Außerdem wurden verschiedene Workshops für die Teilnehmenden organisiert, darunter ein eintägiger Pitching-Workshop, dessen Ziel es war, die Präsentationsfähigkeiten der Teilnehmenden zu verbessern und damit ihre Chancen auf eine Finanzierung durch den Produktionsfonds zu erhöhen. Darüber hinaus fanden Workshops für die Projekte im Jahr 2020 statt, wie z. B. ein Projektmanagement-Workshop, sowie das Mentorship Programm, bei dem die Gewinner des Produktionsfonds zu einem Sondierungsgespräch mit dem bekannten sudanesischen und internationalen Künstler Khalid Albaih eingeladen wurden.
NEW SPACES „Jeenak“
Da die sudanesische Kulturszene auf die Hauptstadt Khartum fokussiert ist, wollte das Goethe-Institut mit dem Projekt „Jeenak“ (deutsch: „Wir kommen zu dir“) Kunst und Kultur auch in ländlichere Gebiete und weitere urbane Zentren bringen. 2019 wurde ein Anhänger gekauft und so modifiziert, dass er für jede Veranstaltung geeignet ist. Der Anhänger, der Platz bietet für Theaterstücke, Filme, Konzerte und Diskussionen, wurde vom Goethe-Institut und sudanischen Künstler*innen entwickelt und reist bis heute durch den Sudan, um Kultur in allen möglichen Teilen des Landes zu verbreiten.

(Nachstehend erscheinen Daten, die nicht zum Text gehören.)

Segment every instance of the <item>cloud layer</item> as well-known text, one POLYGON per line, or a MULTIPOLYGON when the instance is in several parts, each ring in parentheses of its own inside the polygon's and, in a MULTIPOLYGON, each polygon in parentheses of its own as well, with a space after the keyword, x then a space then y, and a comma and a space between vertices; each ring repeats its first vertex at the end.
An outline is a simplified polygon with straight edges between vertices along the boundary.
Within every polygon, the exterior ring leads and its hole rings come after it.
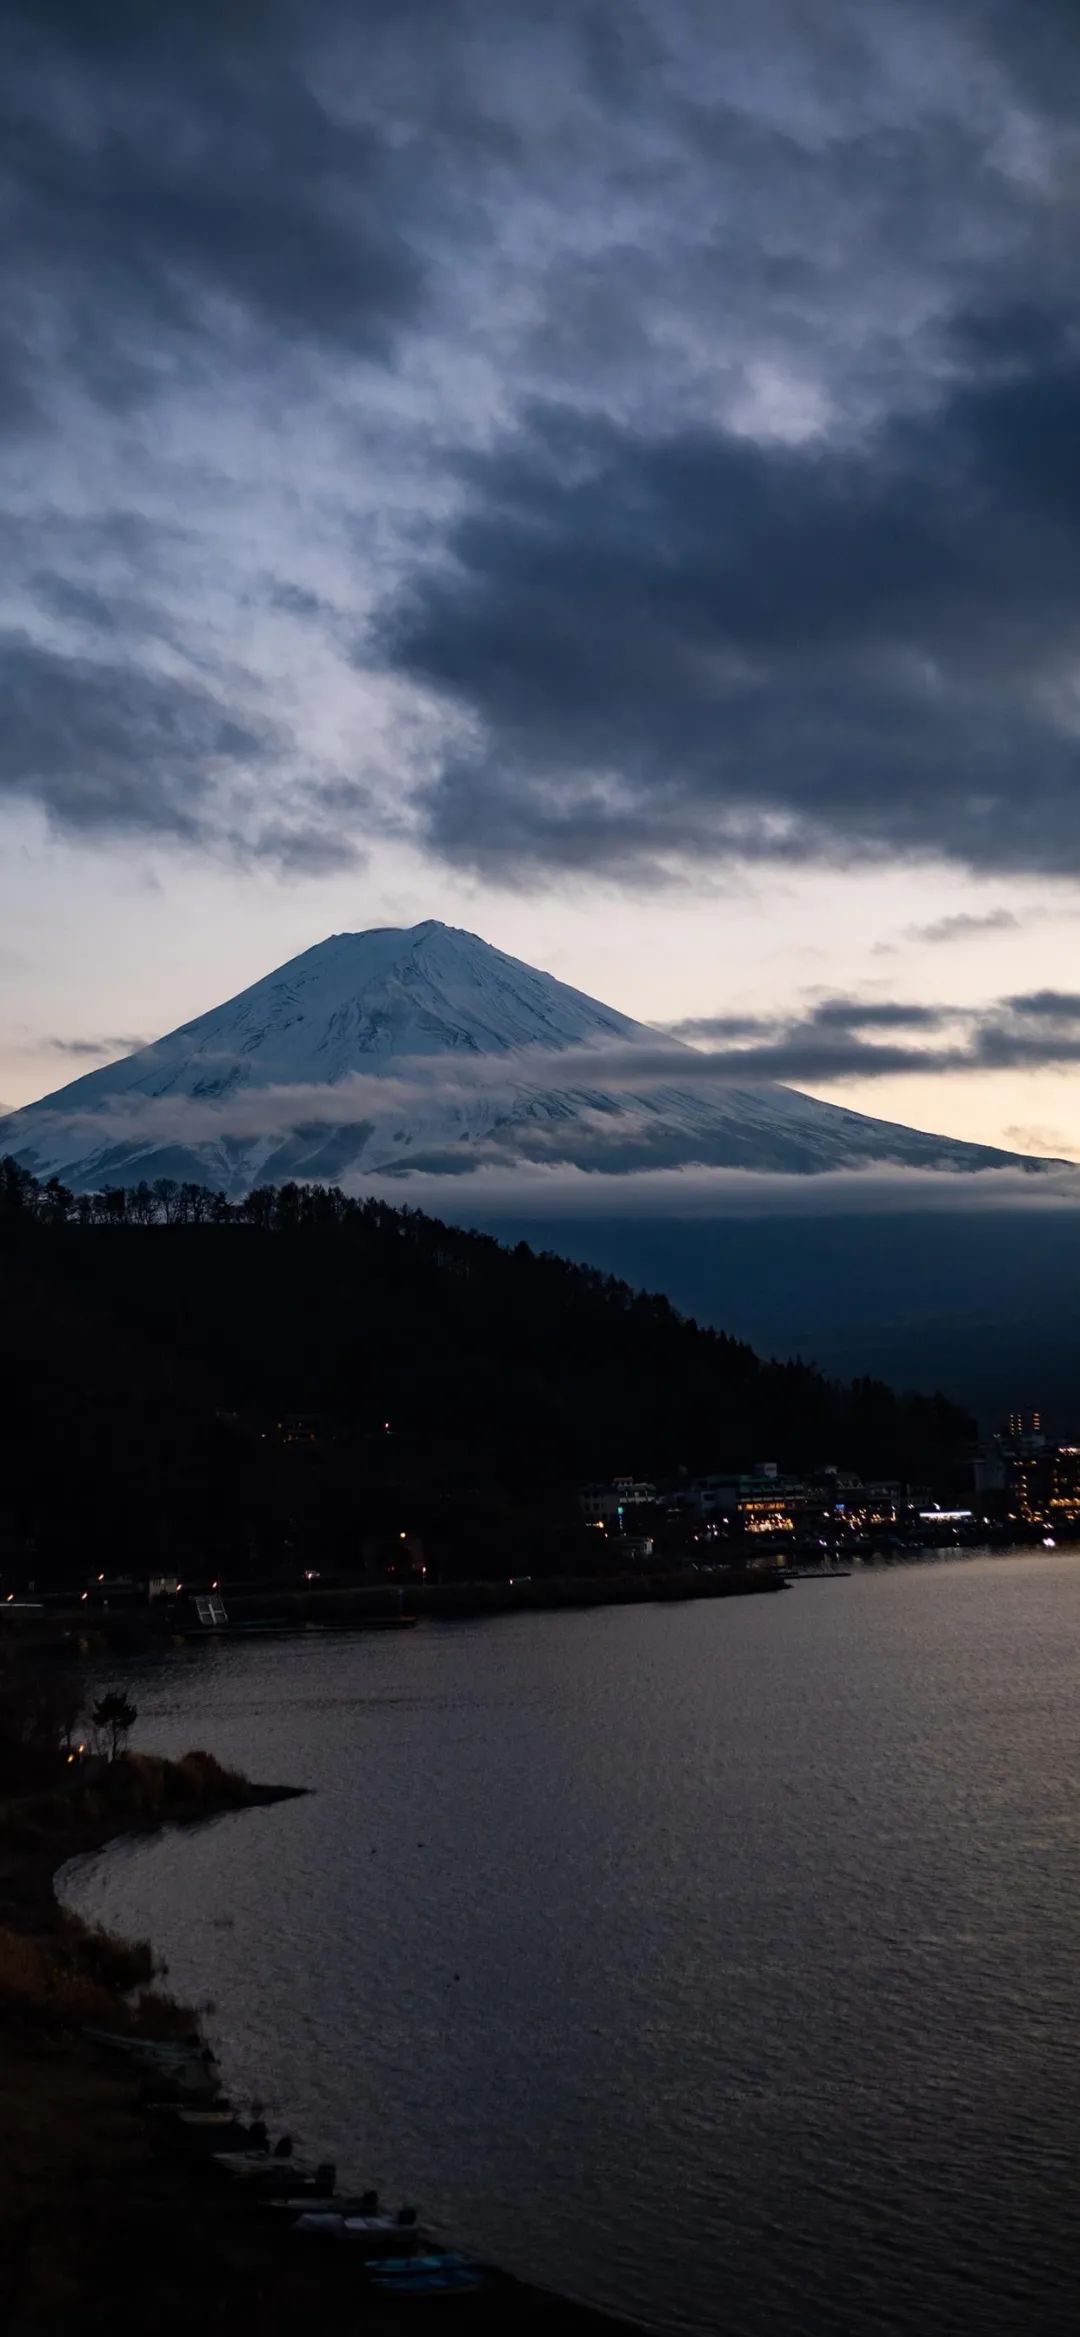
POLYGON ((1062 1211, 1075 1216, 1080 1209, 1080 1171, 1070 1168, 1047 1170, 1035 1182, 1018 1169, 984 1169, 977 1177, 891 1167, 823 1170, 813 1177, 734 1168, 641 1169, 620 1176, 566 1162, 548 1167, 516 1161, 491 1162, 458 1178, 414 1173, 346 1182, 395 1208, 408 1202, 465 1224, 504 1215, 657 1224, 670 1218, 891 1217, 911 1210, 966 1218, 1003 1209, 1032 1217, 1062 1211))
POLYGON ((1074 11, 11 24, 0 794, 303 873, 1077 873, 1074 11))
MULTIPOLYGON (((47 1148, 50 1132, 76 1133, 80 1149, 89 1151, 95 1145, 135 1142, 243 1144, 298 1129, 310 1134, 370 1129, 376 1123, 387 1129, 401 1120, 416 1124, 422 1142, 425 1127, 437 1125, 441 1115, 442 1141, 453 1151, 455 1133, 467 1140, 471 1162, 514 1160, 523 1152, 547 1153, 557 1161, 560 1147, 572 1138, 575 1157, 584 1146, 602 1166, 605 1152, 624 1149, 635 1129, 655 1136, 658 1115, 662 1122, 672 1099, 706 1101, 710 1094, 753 1091, 774 1082, 842 1084, 898 1073, 955 1075, 1080 1064, 1080 992, 1028 991, 981 1008, 825 998, 788 1022, 699 1017, 644 1042, 403 1056, 385 1071, 288 1084, 248 1086, 243 1055, 204 1050, 195 1093, 170 1085, 185 1064, 184 1039, 181 1031, 174 1042, 175 1069, 160 1049, 153 1068, 147 1067, 147 1083, 153 1077, 163 1092, 147 1093, 133 1085, 87 1096, 80 1081, 35 1105, 14 1132, 9 1128, 0 1135, 5 1142, 33 1137, 47 1148), (686 1039, 697 1043, 677 1043, 686 1039), (572 1098, 573 1111, 560 1108, 548 1118, 552 1097, 564 1103, 572 1098), (639 1127, 635 1107, 641 1108, 639 1127), (506 1116, 505 1126, 498 1124, 500 1115, 506 1116)), ((65 1046, 57 1039, 49 1043, 65 1046)), ((119 1044, 73 1040, 66 1048, 76 1056, 100 1057, 119 1044)), ((455 1165, 449 1156, 447 1165, 455 1165)))
POLYGON ((710 1041, 708 1075, 818 1081, 897 1073, 1040 1071, 1080 1063, 1080 992, 1028 990, 983 1006, 824 998, 801 1016, 697 1015, 672 1035, 710 1041), (896 1032, 895 1039, 880 1034, 896 1032), (737 1042, 726 1052, 715 1042, 737 1042))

2020 wurde „Jeenak“ aufgrund der Corona-Pandemie-Einschränkungen in ein Online-Format „Jeenak fi baitak“ (deutsch: „Wir kommen zu dir nach Hause“) umgewandelt. Im Rahmen des Projekts wurden Kurzfilme gezeigt, die sich mit aktuellen Themen im Sudan befassten, z. B. mit der Rolle der Frauen und dem kulturellen Erbe. Ein Interview mit dem Autor eines Gedichts, das während der Demonstrationen gesungen wurde, sorgte für große und breite Interaktion in den sozialen Medien. „Das ist echte Vielfalt, die wir in Bezug auf kulturelle, sprachliche und ökologische Vielfalt suchen“, sagte ein Zuschauer über das Projekt „Jeenak“, „Ich bin sicher, dass dieses Land seine Stärke aus der enormen Diversität bezieht [..]“, fügte er zu.